Kerentanan (Vulnerability)

Kerentanan (vulnerability) adalah karakteristik dari seseorang atau kelompok dan situasi yang mempengaruhi kapasitasnya untuk mengantisipasi, mengatasi, melawan dan pulih dari dampak bahaya alam (suatu peristiwa alam atau proses yang ekstrim) (Wisner et al. 2004). Penilaian kerentanan digambarkan sebagai sesuatu yang berguna untuk menentukan potensi kerusakan dan hilangnya nyawa dari peristiwa ekstrim (Cutter 1996) dan juga dalam mengusulkan alternatif pengurangan bahaya di mana mitigasi biasanya dilakukan dengan pendekatan bentuk struktural (rekayasa) untuk pengurangan bahaya (Coburn & Spence 1992; Clayton 1994).

Tingkat kerentanan adalah suatu hal penting untuk diketahui sebagai salah satu faktor yang berpengaruh terhadap terjadinya bencana, karena bencana baru akan terjadi bila bahaya terjadi pada kondisi yang rentan (BAKORNAS PB 2007).
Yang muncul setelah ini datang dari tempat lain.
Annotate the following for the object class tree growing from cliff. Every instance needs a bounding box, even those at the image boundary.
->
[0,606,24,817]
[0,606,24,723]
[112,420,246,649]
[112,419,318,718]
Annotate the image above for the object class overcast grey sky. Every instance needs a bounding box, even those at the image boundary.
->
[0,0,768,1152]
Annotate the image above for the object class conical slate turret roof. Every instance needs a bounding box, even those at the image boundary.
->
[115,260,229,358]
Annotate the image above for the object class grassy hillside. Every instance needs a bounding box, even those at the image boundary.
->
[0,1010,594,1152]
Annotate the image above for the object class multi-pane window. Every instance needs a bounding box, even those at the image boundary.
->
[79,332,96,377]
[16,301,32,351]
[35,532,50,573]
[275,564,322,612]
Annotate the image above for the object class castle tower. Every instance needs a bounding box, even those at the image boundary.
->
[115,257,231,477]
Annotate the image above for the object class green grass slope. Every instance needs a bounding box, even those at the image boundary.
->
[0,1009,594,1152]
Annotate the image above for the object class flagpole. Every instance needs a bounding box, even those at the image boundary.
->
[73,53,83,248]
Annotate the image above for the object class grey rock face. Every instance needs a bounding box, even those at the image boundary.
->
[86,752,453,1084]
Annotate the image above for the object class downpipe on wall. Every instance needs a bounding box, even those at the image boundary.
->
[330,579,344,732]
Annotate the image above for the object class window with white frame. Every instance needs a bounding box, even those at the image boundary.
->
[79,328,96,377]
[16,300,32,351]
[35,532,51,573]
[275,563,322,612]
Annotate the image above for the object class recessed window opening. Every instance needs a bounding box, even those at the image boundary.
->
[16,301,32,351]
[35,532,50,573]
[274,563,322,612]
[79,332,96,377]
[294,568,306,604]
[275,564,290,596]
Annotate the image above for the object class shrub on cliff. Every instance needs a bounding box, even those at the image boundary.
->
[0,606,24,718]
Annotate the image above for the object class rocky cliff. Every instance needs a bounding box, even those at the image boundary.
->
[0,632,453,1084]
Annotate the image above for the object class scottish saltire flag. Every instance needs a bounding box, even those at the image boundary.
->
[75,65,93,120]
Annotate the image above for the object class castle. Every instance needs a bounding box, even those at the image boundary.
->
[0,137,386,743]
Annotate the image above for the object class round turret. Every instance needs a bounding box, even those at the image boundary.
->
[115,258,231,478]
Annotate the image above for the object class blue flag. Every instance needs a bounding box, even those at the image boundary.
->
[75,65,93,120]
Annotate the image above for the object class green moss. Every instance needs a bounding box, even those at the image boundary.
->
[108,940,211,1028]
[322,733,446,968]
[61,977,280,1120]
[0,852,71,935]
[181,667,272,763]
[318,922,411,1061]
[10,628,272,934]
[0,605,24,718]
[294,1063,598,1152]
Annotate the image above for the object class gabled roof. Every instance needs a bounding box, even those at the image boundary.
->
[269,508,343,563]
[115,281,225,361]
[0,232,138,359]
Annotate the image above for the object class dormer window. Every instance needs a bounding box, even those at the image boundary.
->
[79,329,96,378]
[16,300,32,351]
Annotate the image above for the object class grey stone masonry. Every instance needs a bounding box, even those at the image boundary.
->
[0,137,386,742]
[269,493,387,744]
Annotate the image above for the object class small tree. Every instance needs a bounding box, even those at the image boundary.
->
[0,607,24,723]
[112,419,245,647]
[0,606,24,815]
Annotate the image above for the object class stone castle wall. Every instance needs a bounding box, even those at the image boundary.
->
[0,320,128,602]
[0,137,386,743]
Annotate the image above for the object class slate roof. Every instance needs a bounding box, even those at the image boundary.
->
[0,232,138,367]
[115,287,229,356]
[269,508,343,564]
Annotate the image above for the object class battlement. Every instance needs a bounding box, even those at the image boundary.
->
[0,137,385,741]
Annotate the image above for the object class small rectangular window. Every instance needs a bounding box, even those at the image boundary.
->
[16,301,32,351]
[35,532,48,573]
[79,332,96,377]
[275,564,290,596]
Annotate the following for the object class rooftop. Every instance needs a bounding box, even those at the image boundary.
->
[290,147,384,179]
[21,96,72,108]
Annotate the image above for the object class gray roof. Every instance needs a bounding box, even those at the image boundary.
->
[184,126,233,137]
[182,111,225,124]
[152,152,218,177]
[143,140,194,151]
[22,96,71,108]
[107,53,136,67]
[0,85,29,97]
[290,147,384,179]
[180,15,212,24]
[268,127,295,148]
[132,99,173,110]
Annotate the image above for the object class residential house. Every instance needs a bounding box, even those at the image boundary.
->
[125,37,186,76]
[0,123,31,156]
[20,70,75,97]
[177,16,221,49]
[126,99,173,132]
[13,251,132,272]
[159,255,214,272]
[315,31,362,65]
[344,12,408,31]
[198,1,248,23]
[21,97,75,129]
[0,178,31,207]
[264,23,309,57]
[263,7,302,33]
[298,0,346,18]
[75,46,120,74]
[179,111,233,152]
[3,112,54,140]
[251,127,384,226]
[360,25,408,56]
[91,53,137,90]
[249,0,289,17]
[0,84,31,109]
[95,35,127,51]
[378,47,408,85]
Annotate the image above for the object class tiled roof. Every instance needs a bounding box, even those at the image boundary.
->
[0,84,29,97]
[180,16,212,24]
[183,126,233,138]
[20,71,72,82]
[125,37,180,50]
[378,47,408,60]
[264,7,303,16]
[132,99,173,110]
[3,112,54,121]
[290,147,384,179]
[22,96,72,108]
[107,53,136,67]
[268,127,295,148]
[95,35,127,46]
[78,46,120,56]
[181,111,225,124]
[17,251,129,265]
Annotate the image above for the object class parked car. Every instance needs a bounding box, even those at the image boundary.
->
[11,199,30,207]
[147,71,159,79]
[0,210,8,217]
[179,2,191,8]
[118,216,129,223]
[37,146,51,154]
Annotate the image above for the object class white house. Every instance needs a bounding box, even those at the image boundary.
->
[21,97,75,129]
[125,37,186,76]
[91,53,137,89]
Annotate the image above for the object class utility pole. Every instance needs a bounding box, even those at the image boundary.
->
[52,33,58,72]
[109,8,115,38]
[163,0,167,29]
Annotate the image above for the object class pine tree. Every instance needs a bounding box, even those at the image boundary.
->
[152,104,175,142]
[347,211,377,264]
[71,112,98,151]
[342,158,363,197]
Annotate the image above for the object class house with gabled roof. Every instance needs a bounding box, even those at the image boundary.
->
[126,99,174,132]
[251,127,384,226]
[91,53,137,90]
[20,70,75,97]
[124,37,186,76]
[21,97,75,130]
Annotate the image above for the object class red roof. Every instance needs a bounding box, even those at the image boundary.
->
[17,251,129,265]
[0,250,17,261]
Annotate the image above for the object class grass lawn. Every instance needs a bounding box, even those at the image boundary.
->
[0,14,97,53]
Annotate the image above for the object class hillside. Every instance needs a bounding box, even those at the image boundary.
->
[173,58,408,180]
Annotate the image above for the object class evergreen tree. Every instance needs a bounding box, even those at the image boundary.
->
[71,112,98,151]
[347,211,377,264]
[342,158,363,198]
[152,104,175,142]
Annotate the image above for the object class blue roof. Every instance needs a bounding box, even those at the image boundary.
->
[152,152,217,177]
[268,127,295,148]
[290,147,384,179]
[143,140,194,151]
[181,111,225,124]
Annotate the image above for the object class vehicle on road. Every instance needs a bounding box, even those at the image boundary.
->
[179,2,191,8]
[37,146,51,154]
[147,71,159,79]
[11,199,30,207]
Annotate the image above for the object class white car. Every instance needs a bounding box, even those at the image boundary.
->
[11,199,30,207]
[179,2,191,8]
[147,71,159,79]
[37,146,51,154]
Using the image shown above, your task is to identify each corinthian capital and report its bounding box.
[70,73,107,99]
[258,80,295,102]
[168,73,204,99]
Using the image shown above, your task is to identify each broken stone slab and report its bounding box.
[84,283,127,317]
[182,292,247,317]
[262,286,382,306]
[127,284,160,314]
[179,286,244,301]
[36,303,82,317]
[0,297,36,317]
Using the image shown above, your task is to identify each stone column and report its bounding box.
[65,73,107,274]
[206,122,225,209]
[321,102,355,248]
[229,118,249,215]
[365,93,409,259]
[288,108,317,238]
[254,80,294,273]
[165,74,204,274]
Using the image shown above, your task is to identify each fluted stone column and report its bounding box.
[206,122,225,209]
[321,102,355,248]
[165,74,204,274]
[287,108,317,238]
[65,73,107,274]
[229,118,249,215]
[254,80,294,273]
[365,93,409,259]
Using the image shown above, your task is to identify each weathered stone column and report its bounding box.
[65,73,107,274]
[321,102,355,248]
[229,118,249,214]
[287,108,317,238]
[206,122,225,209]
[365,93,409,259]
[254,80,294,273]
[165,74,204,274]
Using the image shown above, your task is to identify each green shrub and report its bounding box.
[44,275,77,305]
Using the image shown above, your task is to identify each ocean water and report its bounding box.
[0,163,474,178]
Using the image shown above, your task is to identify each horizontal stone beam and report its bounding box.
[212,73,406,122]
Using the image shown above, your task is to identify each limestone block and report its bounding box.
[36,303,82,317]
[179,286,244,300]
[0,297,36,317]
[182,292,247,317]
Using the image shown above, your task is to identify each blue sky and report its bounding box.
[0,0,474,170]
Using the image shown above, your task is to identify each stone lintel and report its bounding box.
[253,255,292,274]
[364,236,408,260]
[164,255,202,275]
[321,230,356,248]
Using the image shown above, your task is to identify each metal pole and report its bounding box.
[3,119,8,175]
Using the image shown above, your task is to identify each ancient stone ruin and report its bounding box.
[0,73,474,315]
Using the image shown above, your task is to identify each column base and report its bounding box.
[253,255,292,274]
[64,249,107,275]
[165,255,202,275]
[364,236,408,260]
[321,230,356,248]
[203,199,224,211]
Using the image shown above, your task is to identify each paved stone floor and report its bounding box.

Tingkat kerentanan dapat ditinjau dari kerentanan fisik (infrastruktur), sosial dan ekonomi (Carter 1992), seperti diuraikan oleh BAKORNAS PB (2007) sebagai berikut:

1. Kerentanan Fisik yaitu suatu kondisi fisik (infrastruktur) yang rawan terhadap faktor bahaya tertentu. Kondisi kerentanan ini dapat dilihat dari berbagai indikator seperti: persentase kawasan terbangun, kepadatan

bangunan, persentase bangunan konstruksi darurat, jaringan listrik, rasio panjang jalan, jaringan telekomunikasi, jaringan PDAM, jalan KA, dll. 2. Kerentanan sosial yaitu suatu kondisi tingkat kerapuhan sosial dalam

menghadapi bahaya. Beberapa indikator kerentanan sosial yaitu kepadatan penduduk, laju pertumbuhan penduduk, persentase usia tua- balita dan penduduk wanita.
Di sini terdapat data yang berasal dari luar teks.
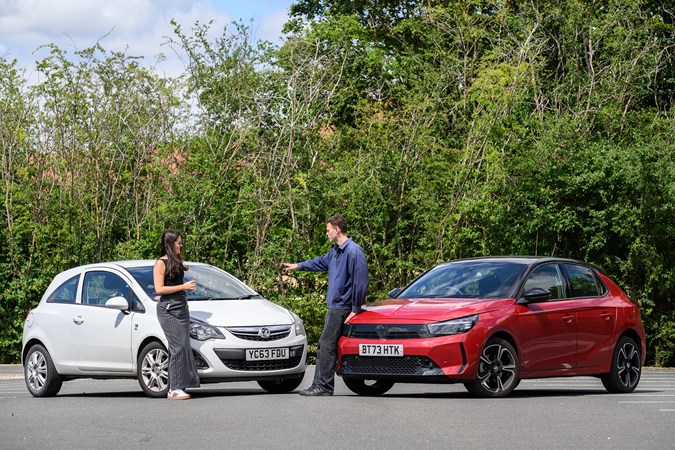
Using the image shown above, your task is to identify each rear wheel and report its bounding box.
[258,372,305,394]
[137,342,169,398]
[600,336,642,394]
[464,338,520,398]
[23,344,63,397]
[343,378,394,397]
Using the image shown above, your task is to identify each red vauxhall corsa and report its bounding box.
[338,257,645,397]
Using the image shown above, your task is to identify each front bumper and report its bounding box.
[192,336,307,382]
[337,334,479,383]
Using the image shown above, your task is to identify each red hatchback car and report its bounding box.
[338,257,645,397]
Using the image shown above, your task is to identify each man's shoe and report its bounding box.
[166,389,190,400]
[300,386,333,397]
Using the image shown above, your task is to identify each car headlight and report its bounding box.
[190,319,225,341]
[289,311,306,336]
[427,314,478,336]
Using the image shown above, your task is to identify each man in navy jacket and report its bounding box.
[284,215,369,396]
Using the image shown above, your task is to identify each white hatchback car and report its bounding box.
[21,260,307,397]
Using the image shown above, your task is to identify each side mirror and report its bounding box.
[518,288,551,303]
[387,288,403,298]
[105,296,129,311]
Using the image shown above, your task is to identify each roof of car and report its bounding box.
[441,256,605,273]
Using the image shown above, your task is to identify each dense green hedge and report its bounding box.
[0,0,675,366]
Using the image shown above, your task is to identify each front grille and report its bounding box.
[213,345,305,372]
[339,355,442,376]
[343,324,430,339]
[227,325,291,341]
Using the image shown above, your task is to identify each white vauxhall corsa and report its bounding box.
[21,260,307,397]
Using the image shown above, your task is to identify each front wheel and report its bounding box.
[23,344,63,397]
[343,378,394,397]
[137,342,169,398]
[600,336,642,394]
[258,372,305,394]
[464,338,520,398]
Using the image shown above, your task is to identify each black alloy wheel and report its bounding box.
[464,337,520,398]
[600,336,642,394]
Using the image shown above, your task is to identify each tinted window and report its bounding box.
[397,261,526,298]
[82,271,130,305]
[565,264,605,297]
[524,264,565,300]
[47,275,80,303]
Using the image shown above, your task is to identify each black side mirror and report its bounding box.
[518,288,551,303]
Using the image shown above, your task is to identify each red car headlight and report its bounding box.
[427,314,478,336]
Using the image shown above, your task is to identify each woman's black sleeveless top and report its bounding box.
[159,258,187,301]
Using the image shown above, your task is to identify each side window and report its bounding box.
[525,264,565,300]
[565,264,605,297]
[131,291,145,313]
[82,271,130,305]
[47,275,80,303]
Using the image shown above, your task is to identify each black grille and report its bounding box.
[339,355,442,376]
[227,325,291,341]
[342,324,430,339]
[213,345,304,372]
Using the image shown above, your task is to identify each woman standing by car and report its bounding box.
[152,231,199,400]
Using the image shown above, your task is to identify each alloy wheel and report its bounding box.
[478,344,517,394]
[141,349,169,392]
[616,341,641,388]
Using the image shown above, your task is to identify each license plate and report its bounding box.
[246,348,288,361]
[359,344,403,356]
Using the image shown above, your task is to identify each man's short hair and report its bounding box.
[326,214,347,234]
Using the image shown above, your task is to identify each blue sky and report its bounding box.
[0,0,293,77]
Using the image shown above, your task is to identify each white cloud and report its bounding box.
[0,0,231,76]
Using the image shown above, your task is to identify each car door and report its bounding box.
[518,263,578,372]
[563,263,620,367]
[70,269,135,373]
3. Kerentanan ekonomi yaitu suatu kondisi tingkat kerapuhan ekonomi dalam menghadapi ancaman bahaya. Beberapa indikator kerentanan ekonomi yaitu persentase rumah tangga yang bekerja di sektor rentan terhadap PHK dan persentase rumah tangga miskin.
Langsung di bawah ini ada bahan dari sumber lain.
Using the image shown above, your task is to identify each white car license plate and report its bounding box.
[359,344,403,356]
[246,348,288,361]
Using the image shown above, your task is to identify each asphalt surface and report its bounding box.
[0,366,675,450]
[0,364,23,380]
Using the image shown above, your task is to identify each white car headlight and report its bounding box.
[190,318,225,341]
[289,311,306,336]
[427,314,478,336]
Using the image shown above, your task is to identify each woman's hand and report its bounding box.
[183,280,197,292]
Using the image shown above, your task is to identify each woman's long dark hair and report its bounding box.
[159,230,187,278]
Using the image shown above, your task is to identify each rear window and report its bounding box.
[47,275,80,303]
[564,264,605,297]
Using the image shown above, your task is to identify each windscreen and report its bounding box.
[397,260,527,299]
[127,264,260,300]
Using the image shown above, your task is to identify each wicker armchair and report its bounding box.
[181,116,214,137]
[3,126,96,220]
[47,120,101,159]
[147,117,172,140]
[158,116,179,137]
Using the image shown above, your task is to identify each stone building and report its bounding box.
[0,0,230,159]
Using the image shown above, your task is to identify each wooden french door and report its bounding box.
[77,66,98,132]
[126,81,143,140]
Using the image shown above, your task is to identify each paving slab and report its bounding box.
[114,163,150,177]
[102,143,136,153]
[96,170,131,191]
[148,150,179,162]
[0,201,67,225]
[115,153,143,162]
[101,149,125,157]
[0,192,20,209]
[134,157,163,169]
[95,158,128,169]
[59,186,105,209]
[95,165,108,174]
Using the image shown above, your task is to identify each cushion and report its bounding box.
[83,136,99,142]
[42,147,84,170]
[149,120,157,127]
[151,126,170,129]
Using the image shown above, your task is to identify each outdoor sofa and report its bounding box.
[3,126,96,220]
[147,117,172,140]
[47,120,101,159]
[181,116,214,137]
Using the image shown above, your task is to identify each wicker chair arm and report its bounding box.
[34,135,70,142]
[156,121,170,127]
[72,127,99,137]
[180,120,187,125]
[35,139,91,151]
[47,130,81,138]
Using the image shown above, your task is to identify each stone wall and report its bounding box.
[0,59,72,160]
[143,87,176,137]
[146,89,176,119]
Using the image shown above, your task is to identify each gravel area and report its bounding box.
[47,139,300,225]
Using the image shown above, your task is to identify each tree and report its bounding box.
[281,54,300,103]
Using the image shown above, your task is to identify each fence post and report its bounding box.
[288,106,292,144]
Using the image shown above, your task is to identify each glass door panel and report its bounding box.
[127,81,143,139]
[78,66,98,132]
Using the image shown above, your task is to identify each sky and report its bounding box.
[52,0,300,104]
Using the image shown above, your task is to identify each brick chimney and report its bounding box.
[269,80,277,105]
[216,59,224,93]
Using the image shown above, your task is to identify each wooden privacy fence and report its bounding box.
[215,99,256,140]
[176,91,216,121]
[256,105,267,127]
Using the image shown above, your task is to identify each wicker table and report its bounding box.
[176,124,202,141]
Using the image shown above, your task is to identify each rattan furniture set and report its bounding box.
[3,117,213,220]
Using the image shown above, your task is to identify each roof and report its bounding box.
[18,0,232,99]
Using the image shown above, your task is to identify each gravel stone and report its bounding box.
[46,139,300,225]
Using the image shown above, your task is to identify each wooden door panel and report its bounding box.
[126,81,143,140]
Eksposur/Keterpaparan (Eksposure)

Eksposur didefinisikan oleh Adger (2006) sebagai derajat, durasi atau tingkat dimana sistem mengalami kontak atau terkena gangguan. Sedangkan menurut Barus (2011) eksposur adalah nilai atau tingkat kerugian atau kerusakan suatu komponen akibat adanya suatu proses. Menurut Davidson dan Shah (1997) eksposur merupakan komponen dari risiko. Betapa pun besarnya suatu bahaya tidak ada artinya tanpa eksposur populasi dan infrastruktur karena tidak ada kerusakan ataupun kerugian yang dialami sehingga seberapa besar eksposur sebesar itu pula risiko. Komponen eksposur terdiri dari populasi, ekonomi, fisik infrastruktur dan sosial-politik. Beberapa disiplin ilmu juga menyertakan konsep eksposur mengacu terutama pada aspek fisik kerentanan atau merupakan bagian dari konsep kerentanan (Baas et al. 2008).